Especially when \(J\) is large, it is common to use a Krylov method to solve for \(X_n\). This leads to the Newton-Krylov methods, which are workhorses of numerical computation.

In order to form this tangent plane, we need the Jacobian matrix, \(J \left( X_{n - 1} \right)\). This Jacobian matrix is formed with the entries \(J_{i, j} = \frac{\partial f_i}{\partial i_j}\).

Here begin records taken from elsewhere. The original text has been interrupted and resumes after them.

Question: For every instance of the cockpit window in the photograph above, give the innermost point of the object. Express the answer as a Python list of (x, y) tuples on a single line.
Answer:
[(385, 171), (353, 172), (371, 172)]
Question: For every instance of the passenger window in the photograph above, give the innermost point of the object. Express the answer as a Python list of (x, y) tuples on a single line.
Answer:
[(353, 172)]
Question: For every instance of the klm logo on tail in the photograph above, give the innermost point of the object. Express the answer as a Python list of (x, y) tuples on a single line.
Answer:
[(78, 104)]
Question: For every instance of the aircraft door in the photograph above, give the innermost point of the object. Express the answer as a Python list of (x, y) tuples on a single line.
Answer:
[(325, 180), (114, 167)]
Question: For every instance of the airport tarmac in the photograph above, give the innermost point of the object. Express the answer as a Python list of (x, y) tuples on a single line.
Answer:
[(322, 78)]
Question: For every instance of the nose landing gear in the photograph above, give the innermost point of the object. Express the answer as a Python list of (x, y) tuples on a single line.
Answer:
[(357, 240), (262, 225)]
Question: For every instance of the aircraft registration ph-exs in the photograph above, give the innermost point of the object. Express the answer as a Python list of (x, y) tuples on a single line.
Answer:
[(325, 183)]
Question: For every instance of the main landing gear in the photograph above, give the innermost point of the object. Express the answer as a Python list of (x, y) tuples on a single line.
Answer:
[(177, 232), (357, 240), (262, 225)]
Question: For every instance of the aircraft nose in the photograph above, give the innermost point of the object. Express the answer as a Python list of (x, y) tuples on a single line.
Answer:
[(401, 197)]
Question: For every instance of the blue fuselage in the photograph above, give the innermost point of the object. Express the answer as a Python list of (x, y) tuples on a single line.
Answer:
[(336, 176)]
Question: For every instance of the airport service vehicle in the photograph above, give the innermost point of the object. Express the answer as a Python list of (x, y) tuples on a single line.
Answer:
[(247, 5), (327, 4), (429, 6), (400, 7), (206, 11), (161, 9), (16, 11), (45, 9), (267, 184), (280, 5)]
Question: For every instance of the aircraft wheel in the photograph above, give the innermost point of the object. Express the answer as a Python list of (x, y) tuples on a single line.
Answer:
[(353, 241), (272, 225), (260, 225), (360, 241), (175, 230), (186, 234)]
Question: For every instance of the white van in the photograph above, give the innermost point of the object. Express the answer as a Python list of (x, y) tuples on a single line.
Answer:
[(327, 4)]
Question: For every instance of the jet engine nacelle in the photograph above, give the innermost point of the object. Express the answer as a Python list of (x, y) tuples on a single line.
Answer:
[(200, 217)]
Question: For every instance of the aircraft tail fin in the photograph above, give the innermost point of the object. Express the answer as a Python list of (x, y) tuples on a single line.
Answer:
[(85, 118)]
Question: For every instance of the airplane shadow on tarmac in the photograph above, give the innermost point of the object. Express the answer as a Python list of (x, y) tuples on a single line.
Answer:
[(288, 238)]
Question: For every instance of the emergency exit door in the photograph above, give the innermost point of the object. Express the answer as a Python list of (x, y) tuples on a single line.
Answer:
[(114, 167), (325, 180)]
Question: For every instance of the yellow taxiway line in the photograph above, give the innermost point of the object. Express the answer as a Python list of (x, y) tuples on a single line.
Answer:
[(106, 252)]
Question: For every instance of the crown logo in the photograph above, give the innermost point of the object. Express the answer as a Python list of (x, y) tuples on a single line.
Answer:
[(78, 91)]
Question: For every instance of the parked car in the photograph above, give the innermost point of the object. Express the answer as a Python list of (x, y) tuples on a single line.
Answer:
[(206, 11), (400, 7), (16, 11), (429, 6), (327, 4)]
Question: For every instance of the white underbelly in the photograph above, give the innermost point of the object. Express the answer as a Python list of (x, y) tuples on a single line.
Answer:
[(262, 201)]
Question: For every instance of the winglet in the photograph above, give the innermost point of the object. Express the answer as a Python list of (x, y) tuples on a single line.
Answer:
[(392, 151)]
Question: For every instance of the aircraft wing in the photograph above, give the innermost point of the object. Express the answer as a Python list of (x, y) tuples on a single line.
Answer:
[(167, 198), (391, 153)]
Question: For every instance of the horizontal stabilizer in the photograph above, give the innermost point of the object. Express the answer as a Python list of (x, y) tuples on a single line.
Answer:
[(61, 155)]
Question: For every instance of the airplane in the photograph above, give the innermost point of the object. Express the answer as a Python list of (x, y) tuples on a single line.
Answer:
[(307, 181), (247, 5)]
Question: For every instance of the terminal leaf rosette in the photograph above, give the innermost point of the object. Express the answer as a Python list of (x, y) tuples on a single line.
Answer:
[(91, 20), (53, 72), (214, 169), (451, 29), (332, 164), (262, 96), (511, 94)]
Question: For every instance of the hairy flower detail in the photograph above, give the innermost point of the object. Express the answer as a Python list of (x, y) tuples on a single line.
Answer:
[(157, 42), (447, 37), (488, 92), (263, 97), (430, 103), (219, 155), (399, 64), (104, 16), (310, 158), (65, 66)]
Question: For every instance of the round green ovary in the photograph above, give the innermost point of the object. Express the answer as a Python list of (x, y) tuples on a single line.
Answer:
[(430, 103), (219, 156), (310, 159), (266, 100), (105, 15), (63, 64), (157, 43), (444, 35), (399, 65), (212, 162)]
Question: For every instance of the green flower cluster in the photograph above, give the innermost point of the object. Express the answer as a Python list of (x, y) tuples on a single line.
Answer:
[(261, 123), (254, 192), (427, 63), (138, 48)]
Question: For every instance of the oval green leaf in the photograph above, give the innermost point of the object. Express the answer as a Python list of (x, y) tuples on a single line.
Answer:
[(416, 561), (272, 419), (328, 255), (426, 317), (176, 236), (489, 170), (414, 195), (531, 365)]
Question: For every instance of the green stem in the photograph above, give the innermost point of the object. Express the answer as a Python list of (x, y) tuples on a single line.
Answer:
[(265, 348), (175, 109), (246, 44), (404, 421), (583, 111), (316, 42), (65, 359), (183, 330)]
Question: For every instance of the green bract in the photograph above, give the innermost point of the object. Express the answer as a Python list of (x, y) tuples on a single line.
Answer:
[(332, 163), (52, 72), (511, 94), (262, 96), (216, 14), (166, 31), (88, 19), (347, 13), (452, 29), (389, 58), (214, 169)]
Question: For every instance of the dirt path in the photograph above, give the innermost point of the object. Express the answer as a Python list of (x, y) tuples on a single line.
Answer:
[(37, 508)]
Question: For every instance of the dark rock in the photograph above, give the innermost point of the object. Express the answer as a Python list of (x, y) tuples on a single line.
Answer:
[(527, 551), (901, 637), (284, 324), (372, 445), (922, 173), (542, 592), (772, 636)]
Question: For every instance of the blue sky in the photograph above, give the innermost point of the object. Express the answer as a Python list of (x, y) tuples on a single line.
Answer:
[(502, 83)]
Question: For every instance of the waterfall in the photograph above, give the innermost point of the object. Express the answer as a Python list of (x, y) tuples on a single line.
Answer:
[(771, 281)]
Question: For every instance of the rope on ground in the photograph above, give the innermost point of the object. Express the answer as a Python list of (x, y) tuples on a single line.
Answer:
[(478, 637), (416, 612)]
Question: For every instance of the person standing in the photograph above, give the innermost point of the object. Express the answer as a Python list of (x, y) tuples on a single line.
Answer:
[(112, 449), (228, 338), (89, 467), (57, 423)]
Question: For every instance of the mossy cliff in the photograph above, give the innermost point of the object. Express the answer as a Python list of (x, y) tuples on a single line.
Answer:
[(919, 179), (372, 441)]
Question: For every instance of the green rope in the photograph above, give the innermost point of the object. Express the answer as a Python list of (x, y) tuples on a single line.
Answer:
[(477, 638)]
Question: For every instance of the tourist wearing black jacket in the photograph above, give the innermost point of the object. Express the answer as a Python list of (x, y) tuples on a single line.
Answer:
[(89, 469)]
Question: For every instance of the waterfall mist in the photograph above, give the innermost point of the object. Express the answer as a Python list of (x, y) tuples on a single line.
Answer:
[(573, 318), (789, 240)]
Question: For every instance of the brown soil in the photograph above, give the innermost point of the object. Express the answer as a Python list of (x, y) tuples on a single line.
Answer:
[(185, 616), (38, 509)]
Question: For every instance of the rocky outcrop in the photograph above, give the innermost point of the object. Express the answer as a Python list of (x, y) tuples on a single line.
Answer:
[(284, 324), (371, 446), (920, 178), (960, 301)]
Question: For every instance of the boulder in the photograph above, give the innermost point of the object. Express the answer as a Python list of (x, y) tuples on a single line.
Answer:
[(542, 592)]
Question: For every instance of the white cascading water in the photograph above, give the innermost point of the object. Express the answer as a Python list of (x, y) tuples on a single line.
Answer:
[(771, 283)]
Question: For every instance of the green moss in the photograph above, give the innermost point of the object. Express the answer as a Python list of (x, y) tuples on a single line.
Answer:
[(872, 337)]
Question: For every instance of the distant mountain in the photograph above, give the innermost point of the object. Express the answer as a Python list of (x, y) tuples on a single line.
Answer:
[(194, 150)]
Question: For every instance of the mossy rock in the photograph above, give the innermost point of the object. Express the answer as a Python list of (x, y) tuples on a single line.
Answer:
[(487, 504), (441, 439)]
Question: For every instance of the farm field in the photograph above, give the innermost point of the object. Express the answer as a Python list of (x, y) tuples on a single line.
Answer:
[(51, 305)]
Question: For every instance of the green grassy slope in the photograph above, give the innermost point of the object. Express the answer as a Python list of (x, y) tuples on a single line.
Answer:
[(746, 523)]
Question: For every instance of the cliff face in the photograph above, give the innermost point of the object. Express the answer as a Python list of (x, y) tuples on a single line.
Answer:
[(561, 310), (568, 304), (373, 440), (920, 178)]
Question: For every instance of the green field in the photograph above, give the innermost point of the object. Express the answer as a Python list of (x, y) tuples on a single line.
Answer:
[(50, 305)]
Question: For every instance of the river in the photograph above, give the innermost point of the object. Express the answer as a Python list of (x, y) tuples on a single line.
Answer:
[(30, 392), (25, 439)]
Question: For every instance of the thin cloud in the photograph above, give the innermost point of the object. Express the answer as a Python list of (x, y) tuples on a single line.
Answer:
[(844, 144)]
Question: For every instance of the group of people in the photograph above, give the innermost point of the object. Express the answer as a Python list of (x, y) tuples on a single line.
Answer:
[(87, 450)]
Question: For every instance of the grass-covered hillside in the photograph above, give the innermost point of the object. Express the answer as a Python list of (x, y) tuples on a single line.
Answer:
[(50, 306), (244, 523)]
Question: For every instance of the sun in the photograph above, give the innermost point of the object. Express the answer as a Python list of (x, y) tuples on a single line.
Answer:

# We also need derivatives
f1dx1(x1, x2) = (x1 - 3) + (x1 - 2)
f1dx2(x1, x2) = (x2 - 3) + (x2 - 4)
f2dx1(x1, x2) = (x1 - 4) + (x1 - 2)
f2dx2(x1, x2) = (x2 - 3) + (x2 - 5)

function J(X)
    return [f1dx1(X[1], X[2]) f1dx2(X[1], X[2]);
            f2dx1(X[1], X[2]) f2dx2(X[1], X[2])]
end

J (generic function with 1 method)

Let’s start with an initial guess of \(X_0 = 0\) and do a few iterations “by hand”.

# Initial guess
X_0 = [0; 0]

# Solving Ax = b where A = J(X_O) and b = F(X_0)
b = F(X_0)
A = J(X_0)
X_1 = X_0 - inv(A) * b

2-element Vector{Float64}:
  8.499999999999986
 -3.4999999999999973

Is this closer? Let’s check.

using LinearAlgebra

@show norm(F(X_0))
@show norm(F(X_1));

norm(F(X_0)) = 29.206163733020468
norm(F(X_1)) = 119.50104602052625

Hmm, that doesn’t look closer, but let’s try another iteration.

# Solving Ax = b where A = J(X_1) and b = F(X_1)
b = F(X_1)
A = J(X_1)
X_2 = X_1 - inv(A) * b

2-element Vector{Float64}:
  5.249999999999987
 -0.24999999999999956

@show norm(F(X_0))
@show norm(F(X_1))
@show norm(F(X_2));

norm(F(X_0)) = 29.206163733020468
norm(F(X_1)) = 119.50104602052625
norm(F(X_2)) = 29.875261505131533

Now we’re headed in the right direction again. Let’s take another step.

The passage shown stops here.